Event to simulate courtroom jury, reveal participants’ notions about race, gender

Participants will act as jury members, discuss how a court case will be decided



Participants will deliberate about the case as a jury, allowing them to delve into their thought process behind their beliefs, implicit biases and preconceived notions.

ANDREA GONZALEZ, Evergreen reporter

Students and faculty members can participate in a virtual courtroom drama during the event, “Defamation Experience,” from 6-8:30 p.m. Nov. 12.

The event is hosted by the Common Reading Program and WSU’s Division of Student Affairs’ Office of Outreach and Education. The event is free and registration closes tonight.

During the event, participants will examine their preconceived notions surrounding race, ethnicity and gender by acting as jury members, said Allen Sutton, executive director for the Office of Outreach and Education. 

The event begins with a 70-minute film called “Defamation,” which is a play written by Todd Logan, Sutton said. 

The case is about an African-American small business owner who sued a Jewish real estate developer for defamation after the developer accused the business owner of stealing a family heirloom.
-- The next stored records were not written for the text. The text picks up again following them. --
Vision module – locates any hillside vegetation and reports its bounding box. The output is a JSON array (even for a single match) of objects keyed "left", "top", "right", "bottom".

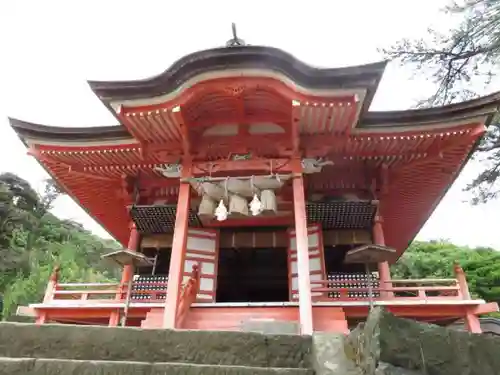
[
  {"left": 0, "top": 173, "right": 119, "bottom": 320},
  {"left": 392, "top": 240, "right": 500, "bottom": 309},
  {"left": 0, "top": 172, "right": 498, "bottom": 321}
]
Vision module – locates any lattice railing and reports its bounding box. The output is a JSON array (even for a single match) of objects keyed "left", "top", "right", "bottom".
[{"left": 311, "top": 277, "right": 462, "bottom": 300}]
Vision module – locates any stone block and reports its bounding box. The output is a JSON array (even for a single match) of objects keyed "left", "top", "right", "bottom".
[
  {"left": 0, "top": 358, "right": 315, "bottom": 375},
  {"left": 0, "top": 323, "right": 312, "bottom": 368},
  {"left": 376, "top": 309, "right": 500, "bottom": 375},
  {"left": 312, "top": 308, "right": 500, "bottom": 375},
  {"left": 311, "top": 333, "right": 361, "bottom": 375},
  {"left": 242, "top": 319, "right": 299, "bottom": 335}
]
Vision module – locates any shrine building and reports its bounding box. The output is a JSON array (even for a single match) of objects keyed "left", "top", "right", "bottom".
[{"left": 11, "top": 31, "right": 500, "bottom": 335}]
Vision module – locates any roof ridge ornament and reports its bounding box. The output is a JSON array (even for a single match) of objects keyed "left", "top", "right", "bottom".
[{"left": 226, "top": 23, "right": 246, "bottom": 47}]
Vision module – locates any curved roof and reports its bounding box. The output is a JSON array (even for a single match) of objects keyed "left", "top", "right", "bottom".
[
  {"left": 88, "top": 45, "right": 387, "bottom": 106},
  {"left": 9, "top": 118, "right": 132, "bottom": 143},
  {"left": 362, "top": 92, "right": 500, "bottom": 128},
  {"left": 10, "top": 92, "right": 500, "bottom": 143}
]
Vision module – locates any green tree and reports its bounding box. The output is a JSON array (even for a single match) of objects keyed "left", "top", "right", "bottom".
[
  {"left": 0, "top": 173, "right": 119, "bottom": 320},
  {"left": 392, "top": 240, "right": 500, "bottom": 306},
  {"left": 382, "top": 0, "right": 500, "bottom": 203}
]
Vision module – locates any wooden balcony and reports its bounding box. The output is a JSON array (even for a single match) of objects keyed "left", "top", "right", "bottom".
[
  {"left": 17, "top": 263, "right": 498, "bottom": 332},
  {"left": 35, "top": 270, "right": 467, "bottom": 307}
]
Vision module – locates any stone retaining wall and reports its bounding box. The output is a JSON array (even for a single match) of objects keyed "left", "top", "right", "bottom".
[{"left": 312, "top": 308, "right": 500, "bottom": 375}]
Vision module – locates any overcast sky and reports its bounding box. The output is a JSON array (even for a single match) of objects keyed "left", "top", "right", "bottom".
[{"left": 0, "top": 0, "right": 499, "bottom": 248}]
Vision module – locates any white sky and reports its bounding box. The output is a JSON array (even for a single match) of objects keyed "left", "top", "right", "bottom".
[{"left": 0, "top": 0, "right": 499, "bottom": 249}]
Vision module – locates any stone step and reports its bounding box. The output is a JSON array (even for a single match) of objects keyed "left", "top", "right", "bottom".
[
  {"left": 0, "top": 322, "right": 311, "bottom": 369},
  {"left": 0, "top": 358, "right": 315, "bottom": 374}
]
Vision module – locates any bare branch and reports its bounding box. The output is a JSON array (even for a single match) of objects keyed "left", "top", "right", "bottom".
[{"left": 381, "top": 0, "right": 500, "bottom": 204}]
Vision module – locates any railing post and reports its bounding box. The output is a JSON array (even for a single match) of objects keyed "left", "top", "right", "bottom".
[
  {"left": 36, "top": 265, "right": 60, "bottom": 324},
  {"left": 454, "top": 263, "right": 471, "bottom": 300},
  {"left": 44, "top": 265, "right": 60, "bottom": 302},
  {"left": 417, "top": 289, "right": 426, "bottom": 299},
  {"left": 455, "top": 263, "right": 484, "bottom": 333},
  {"left": 175, "top": 264, "right": 200, "bottom": 328}
]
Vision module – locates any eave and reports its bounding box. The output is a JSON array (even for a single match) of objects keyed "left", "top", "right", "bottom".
[
  {"left": 10, "top": 92, "right": 500, "bottom": 147},
  {"left": 362, "top": 91, "right": 500, "bottom": 130},
  {"left": 9, "top": 118, "right": 133, "bottom": 147}
]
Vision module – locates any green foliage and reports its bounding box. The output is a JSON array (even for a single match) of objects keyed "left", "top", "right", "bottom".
[
  {"left": 392, "top": 240, "right": 500, "bottom": 309},
  {"left": 381, "top": 0, "right": 500, "bottom": 204},
  {"left": 0, "top": 173, "right": 119, "bottom": 320}
]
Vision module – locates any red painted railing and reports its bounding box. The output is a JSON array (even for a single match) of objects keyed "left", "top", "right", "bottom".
[
  {"left": 40, "top": 264, "right": 472, "bottom": 305},
  {"left": 311, "top": 264, "right": 471, "bottom": 301},
  {"left": 311, "top": 278, "right": 462, "bottom": 300},
  {"left": 41, "top": 265, "right": 202, "bottom": 308},
  {"left": 42, "top": 266, "right": 167, "bottom": 304},
  {"left": 176, "top": 264, "right": 201, "bottom": 327}
]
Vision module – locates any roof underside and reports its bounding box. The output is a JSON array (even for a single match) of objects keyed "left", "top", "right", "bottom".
[{"left": 9, "top": 44, "right": 500, "bottom": 255}]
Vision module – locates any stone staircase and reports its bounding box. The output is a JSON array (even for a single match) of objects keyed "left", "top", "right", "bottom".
[
  {"left": 3, "top": 309, "right": 496, "bottom": 374},
  {"left": 0, "top": 322, "right": 315, "bottom": 374}
]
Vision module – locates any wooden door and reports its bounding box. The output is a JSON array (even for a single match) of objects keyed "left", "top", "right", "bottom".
[
  {"left": 288, "top": 224, "right": 326, "bottom": 301},
  {"left": 183, "top": 228, "right": 219, "bottom": 302}
]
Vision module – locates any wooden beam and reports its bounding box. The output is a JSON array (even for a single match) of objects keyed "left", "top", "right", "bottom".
[
  {"left": 291, "top": 100, "right": 301, "bottom": 154},
  {"left": 194, "top": 133, "right": 289, "bottom": 159},
  {"left": 141, "top": 229, "right": 372, "bottom": 249},
  {"left": 472, "top": 302, "right": 499, "bottom": 315},
  {"left": 117, "top": 107, "right": 149, "bottom": 143},
  {"left": 341, "top": 97, "right": 360, "bottom": 135},
  {"left": 192, "top": 158, "right": 293, "bottom": 175},
  {"left": 171, "top": 106, "right": 191, "bottom": 158}
]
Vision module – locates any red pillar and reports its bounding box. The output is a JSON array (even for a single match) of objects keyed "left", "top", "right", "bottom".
[
  {"left": 292, "top": 160, "right": 314, "bottom": 335},
  {"left": 163, "top": 171, "right": 191, "bottom": 329},
  {"left": 373, "top": 215, "right": 393, "bottom": 299},
  {"left": 109, "top": 223, "right": 139, "bottom": 326}
]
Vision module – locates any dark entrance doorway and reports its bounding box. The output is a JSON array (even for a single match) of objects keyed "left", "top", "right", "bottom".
[{"left": 216, "top": 247, "right": 289, "bottom": 303}]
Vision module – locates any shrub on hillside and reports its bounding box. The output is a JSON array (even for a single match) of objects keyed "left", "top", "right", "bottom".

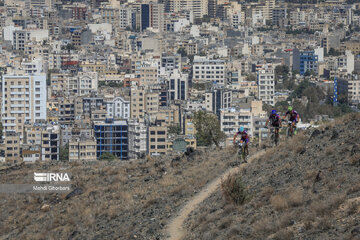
[{"left": 221, "top": 172, "right": 250, "bottom": 205}]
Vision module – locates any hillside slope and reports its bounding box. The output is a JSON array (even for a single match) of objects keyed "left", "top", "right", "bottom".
[
  {"left": 184, "top": 113, "right": 360, "bottom": 240},
  {"left": 0, "top": 148, "right": 241, "bottom": 240}
]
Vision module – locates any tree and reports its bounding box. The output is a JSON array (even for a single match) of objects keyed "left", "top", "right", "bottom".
[
  {"left": 177, "top": 47, "right": 187, "bottom": 57},
  {"left": 328, "top": 48, "right": 341, "bottom": 56},
  {"left": 192, "top": 111, "right": 226, "bottom": 147},
  {"left": 246, "top": 74, "right": 256, "bottom": 82},
  {"left": 99, "top": 152, "right": 117, "bottom": 161},
  {"left": 60, "top": 144, "right": 69, "bottom": 161},
  {"left": 168, "top": 124, "right": 182, "bottom": 135}
]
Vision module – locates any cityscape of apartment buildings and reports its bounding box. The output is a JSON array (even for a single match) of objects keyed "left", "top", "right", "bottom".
[{"left": 0, "top": 0, "right": 359, "bottom": 163}]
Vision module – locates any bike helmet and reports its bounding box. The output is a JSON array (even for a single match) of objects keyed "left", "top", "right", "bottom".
[
  {"left": 239, "top": 126, "right": 244, "bottom": 132},
  {"left": 288, "top": 106, "right": 293, "bottom": 111},
  {"left": 271, "top": 110, "right": 277, "bottom": 115}
]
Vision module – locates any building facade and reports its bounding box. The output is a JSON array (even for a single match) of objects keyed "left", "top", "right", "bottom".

Sutton said the program would be a way to start a conversation with the student population about prejudices and decide how WSU can move forward together in a unified manner.

Students will be able to use the chat function on Zoom to respond to questions, ask questions and express their opinions, he said. 
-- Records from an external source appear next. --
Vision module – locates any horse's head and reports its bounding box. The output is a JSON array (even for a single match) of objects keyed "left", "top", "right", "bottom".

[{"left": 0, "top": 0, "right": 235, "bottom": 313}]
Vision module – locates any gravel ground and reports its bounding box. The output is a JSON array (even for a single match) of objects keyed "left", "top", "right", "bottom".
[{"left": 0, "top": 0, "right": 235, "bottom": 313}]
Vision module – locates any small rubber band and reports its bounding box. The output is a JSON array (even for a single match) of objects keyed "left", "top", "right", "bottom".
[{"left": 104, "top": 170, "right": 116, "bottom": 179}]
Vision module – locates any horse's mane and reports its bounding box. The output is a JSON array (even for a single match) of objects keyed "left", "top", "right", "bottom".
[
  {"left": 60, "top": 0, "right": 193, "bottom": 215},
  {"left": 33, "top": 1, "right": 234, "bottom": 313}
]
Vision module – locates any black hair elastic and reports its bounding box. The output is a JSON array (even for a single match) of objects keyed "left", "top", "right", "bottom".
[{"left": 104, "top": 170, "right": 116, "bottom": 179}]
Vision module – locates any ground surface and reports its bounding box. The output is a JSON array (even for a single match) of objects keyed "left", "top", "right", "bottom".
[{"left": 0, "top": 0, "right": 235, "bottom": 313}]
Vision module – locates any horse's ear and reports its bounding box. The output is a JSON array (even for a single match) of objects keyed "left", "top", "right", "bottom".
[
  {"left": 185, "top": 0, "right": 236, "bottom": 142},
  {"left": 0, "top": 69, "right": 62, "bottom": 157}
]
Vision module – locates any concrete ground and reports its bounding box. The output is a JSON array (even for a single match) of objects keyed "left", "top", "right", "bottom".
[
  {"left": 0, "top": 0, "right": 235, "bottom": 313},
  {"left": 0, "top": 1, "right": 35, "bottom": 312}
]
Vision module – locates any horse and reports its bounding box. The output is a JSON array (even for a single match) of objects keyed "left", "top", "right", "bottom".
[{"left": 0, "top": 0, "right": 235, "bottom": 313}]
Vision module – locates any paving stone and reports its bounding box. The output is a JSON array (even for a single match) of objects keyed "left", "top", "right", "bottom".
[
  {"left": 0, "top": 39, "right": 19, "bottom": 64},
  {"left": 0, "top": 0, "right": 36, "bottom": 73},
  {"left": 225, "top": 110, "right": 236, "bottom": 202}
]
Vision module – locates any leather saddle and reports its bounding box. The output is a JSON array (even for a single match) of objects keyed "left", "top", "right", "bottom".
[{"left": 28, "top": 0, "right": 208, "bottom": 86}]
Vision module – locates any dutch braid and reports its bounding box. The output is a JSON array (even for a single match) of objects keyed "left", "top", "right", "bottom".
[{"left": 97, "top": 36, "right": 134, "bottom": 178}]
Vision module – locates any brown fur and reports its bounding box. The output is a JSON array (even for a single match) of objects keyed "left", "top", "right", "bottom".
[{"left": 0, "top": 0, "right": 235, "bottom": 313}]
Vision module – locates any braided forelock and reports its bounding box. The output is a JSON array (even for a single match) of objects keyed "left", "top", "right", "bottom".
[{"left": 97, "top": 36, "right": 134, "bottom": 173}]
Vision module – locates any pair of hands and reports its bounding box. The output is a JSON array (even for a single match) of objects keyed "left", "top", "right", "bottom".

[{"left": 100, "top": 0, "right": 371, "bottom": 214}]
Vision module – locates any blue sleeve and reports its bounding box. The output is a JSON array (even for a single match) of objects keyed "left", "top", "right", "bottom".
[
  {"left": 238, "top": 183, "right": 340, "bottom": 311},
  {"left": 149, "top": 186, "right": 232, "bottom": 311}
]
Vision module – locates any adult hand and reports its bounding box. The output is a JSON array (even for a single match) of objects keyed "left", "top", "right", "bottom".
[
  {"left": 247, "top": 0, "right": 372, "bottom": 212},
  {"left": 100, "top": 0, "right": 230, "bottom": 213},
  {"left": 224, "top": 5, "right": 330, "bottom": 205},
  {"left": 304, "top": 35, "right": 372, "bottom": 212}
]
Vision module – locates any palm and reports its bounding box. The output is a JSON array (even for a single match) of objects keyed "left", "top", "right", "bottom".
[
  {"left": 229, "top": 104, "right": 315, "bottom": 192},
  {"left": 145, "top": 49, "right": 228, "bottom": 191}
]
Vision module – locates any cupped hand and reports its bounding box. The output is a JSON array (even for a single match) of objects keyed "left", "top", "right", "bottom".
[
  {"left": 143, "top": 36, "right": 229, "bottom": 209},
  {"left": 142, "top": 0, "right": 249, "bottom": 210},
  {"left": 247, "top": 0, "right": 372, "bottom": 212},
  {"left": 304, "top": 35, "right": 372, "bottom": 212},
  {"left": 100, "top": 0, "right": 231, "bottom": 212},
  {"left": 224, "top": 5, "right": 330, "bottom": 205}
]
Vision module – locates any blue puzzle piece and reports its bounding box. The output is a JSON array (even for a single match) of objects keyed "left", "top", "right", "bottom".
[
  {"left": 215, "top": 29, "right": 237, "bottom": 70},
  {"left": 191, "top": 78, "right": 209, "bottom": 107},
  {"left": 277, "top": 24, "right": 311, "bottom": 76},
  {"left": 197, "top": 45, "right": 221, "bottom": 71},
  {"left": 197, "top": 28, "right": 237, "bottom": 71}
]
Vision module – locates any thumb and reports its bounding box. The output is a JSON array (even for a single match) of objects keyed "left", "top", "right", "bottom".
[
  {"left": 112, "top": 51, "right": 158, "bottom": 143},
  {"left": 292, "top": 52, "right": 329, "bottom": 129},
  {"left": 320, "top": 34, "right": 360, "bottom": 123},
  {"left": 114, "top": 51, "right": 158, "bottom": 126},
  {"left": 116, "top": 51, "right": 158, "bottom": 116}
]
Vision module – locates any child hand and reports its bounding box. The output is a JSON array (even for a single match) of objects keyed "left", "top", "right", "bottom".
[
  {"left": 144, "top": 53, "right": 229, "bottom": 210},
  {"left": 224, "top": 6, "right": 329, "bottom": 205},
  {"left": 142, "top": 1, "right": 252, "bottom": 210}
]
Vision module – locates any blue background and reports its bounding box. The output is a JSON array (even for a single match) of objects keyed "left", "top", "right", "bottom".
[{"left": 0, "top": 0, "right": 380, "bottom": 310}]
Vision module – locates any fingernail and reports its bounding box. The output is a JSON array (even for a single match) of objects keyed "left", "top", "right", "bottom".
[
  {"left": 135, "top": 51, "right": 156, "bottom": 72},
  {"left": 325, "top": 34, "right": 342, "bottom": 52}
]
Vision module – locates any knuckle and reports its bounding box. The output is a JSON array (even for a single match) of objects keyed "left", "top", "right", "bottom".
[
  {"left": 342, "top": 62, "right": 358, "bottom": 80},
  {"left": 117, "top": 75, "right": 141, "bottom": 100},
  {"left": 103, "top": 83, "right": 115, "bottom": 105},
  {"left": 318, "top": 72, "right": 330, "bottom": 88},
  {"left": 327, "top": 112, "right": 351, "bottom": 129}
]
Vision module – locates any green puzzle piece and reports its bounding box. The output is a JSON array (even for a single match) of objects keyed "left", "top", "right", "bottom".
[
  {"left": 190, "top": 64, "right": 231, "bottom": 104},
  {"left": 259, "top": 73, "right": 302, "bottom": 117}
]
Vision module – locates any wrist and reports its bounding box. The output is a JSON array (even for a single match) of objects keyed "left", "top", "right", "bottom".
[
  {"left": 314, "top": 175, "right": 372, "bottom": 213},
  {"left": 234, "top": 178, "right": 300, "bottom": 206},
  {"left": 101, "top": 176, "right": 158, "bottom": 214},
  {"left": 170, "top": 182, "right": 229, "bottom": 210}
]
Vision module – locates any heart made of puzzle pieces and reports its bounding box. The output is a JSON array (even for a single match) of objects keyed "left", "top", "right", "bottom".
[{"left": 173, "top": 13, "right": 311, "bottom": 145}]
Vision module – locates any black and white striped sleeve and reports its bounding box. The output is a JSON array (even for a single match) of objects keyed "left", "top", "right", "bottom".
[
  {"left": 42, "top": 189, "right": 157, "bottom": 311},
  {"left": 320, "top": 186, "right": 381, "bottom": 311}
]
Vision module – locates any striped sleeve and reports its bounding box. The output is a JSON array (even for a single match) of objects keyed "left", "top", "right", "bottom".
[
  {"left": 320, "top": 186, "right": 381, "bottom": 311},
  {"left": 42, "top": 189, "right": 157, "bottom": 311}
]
There will be a monitor who will make sure the facilitator gets all the comments that are coming through, Sutton said. Students will have multiple opportunities to communicate through chat or voice.

After students watch the film, they will deliberate about the case as a jury. This allows people to delve into their thought process behind their beliefs, implicit biases and preconceived notions, he said.

There is a follow-up event to the program that will occur from 6-7 p.m. Nov. 19 via Zoom, he said. Students will be able to continue the conversation, ask questions and try to dig deeper into the issues around diversity, equity and inclusion. Students do not have to attend both events.